Inicio esse texto com um pequeno jogo de palavras, numa tentativa de mimetizar o deslocamento sutil de sentidos entre os termos, que é a forma com que a meu ver o trabalho de Yuri Firmeza se constrói. Não pela lógica cartesiana, regular ou matemática, mas por uma afinidade mais intuitiva dos sons, das ideias, palavras, imagens.

É preciso afundar, deixar-se engolir, embarcar. As obras de Yuri criam uma sensação de estarmos perdidos num tempo-espaço outro, diverso da realidade cotidiana. Em “Nada é”, trabalho presente na exposição que hora organizamos, a sucessão das imagens e seu caráter extraordinário, aproxima a nossa experiência ao devaneio, como se estivéssemos sonhando ou deixando trabalhar o inconsciente. De uma outra forma, sobretudo pela proximidade com que as figuras aparecem em “Brô Mc’s” ( feito em colaboração com o artista Igor Vidor) ocorre algo parecido. Há algo desajustado e sem foco nas imagens. Tudo se passa como se estivéssemos vendo uma imagem antes dela se formar corretamente em nossos olhos. Surge uma vontade de re-enquandrar, de tomar distância daquela cena. Vagamos a procura de um ponto fixo a partir do qual poderíamos ter clareza, uma distância que transformasse, talvez, aquelas pessoas em objetos para o olhar, algo que o filme insiste em recusar.

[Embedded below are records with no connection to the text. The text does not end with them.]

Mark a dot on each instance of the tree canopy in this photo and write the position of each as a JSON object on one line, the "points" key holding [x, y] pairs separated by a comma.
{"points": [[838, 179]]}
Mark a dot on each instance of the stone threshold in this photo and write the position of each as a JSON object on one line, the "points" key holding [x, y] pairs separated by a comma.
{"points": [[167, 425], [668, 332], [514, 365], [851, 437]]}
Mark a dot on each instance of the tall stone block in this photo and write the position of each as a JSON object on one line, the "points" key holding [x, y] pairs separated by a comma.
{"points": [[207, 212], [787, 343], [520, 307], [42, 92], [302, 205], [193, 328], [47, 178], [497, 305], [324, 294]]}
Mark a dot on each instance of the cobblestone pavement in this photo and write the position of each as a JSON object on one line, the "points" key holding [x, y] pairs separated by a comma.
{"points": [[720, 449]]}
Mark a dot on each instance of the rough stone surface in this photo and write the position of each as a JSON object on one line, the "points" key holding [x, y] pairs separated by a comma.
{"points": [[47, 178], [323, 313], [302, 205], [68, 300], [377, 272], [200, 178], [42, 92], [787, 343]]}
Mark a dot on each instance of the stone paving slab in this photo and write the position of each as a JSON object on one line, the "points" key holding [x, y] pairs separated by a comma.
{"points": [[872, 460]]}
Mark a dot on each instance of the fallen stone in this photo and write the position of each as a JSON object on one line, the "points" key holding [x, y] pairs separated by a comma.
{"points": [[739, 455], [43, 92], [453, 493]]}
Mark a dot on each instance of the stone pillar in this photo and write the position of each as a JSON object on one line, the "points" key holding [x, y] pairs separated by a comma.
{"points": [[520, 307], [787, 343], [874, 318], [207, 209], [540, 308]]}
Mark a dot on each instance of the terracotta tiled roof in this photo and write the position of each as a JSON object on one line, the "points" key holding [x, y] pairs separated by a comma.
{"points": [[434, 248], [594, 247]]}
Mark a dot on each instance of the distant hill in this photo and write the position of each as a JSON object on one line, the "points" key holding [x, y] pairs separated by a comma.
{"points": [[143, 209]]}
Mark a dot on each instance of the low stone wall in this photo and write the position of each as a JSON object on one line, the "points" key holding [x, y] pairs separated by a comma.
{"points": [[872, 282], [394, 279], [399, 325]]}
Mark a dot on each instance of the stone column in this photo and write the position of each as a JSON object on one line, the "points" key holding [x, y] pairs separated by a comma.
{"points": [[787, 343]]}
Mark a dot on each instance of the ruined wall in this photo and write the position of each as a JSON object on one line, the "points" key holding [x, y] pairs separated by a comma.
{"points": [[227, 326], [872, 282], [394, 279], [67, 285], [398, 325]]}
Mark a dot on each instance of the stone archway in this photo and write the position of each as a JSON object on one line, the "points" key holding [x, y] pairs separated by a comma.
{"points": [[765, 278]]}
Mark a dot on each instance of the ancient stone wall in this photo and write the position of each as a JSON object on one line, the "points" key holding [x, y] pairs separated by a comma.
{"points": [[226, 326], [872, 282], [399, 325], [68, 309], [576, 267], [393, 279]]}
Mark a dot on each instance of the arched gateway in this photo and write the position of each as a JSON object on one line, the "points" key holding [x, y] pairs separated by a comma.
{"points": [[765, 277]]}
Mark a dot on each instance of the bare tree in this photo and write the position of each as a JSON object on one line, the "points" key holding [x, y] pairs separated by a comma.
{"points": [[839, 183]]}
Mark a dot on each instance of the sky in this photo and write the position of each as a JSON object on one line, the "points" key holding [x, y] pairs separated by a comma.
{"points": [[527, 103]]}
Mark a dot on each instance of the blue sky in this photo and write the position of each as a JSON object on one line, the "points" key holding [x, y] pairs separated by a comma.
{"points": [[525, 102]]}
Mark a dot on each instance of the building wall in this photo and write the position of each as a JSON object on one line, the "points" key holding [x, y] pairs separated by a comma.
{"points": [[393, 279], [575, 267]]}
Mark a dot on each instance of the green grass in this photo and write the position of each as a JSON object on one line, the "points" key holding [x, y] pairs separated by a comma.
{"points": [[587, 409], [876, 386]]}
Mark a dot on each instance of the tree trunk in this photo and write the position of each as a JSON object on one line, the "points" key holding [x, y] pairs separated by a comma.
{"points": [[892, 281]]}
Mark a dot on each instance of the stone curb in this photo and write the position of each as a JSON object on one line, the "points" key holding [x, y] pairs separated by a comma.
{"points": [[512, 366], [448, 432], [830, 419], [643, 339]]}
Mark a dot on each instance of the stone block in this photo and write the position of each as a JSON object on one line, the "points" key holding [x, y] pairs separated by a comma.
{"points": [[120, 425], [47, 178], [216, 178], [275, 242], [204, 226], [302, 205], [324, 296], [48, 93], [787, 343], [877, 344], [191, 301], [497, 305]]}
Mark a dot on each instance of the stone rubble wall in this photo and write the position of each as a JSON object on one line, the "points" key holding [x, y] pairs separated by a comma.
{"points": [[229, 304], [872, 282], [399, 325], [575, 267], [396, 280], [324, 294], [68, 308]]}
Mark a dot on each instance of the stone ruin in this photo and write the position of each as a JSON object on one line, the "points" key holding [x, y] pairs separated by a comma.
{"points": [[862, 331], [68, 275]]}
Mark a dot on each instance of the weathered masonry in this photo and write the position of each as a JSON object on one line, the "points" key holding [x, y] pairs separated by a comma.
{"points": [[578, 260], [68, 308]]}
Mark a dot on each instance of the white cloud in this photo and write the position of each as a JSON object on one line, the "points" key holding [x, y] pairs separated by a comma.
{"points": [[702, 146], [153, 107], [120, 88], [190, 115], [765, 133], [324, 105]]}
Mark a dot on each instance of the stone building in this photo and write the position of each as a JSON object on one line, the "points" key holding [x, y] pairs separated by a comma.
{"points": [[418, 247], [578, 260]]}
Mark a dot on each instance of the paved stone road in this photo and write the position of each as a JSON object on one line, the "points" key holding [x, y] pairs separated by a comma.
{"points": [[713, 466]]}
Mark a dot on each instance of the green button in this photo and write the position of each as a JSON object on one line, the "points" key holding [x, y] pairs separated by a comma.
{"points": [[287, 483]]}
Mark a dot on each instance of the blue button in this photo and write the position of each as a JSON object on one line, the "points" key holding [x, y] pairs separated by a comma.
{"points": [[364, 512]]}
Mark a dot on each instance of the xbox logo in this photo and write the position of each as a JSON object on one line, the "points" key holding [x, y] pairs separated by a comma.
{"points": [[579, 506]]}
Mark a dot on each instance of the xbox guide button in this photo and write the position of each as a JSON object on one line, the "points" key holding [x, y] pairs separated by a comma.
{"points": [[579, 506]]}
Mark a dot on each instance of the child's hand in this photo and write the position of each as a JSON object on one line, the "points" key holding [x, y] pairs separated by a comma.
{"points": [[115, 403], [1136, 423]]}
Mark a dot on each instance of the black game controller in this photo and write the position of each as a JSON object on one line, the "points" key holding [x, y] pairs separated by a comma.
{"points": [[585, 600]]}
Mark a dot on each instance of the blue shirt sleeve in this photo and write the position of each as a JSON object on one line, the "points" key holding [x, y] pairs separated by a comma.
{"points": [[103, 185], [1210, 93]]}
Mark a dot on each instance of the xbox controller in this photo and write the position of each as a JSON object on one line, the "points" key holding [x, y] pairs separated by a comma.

Ao olhar para os trabalhos de Yuri, pode-se ter a impressão de que eles operam na superfície. Apresentamos dois vídeos: a tela plana que nos atinge frontalmente parece estabelecer conosco uma relação direta, sem meandros ou ambiguidades. Contudo, os trabalhos não se esgotam naquilo que mostram abertamente, são superfícies que pedem aprofundamento. Sim, há sempre uma narrativa sendo contada: o cotidiano de jovens Guarani Kaiowá hoje, a vida na cidade de Alcântara. Mas, além das narrativas mais literais, é preciso enxergar um modo de se contar a história bastante peculiar. Nelas não é possível acharmos um começo, um meio e um fim. Se é verdade que o vídeo é uma linguagem que opera numa duração – algo que se dá no tempo – vemos nos vídeos uma temporalidade estranha. “Nada é” mostra a confluência do passado e do futuro, nas imagens da tradicional Festa do Divino – é incrível que isso ainda exista no Brasil, exclamamos – contrapostas às de foguetes da base de lançamentos de Alcântara (uma imagem de futuro, do desconhecido, do que está por vir). “Brô Mc’s” apresenta outro lapso temporal: o trabalho mostra como ainda hoje estamos muito próximos ao momento tido como fundador do Brasil com a chegada dos europeus no país e o tratamento dado aos indígenas desde então. Quanto tempo se passou? Ainda estamos no mesmo lugar? O rap, como linguagem musical, aqui opera como marco importante do presente, enquanto o conteúdo dos discursos nos leva para o passado.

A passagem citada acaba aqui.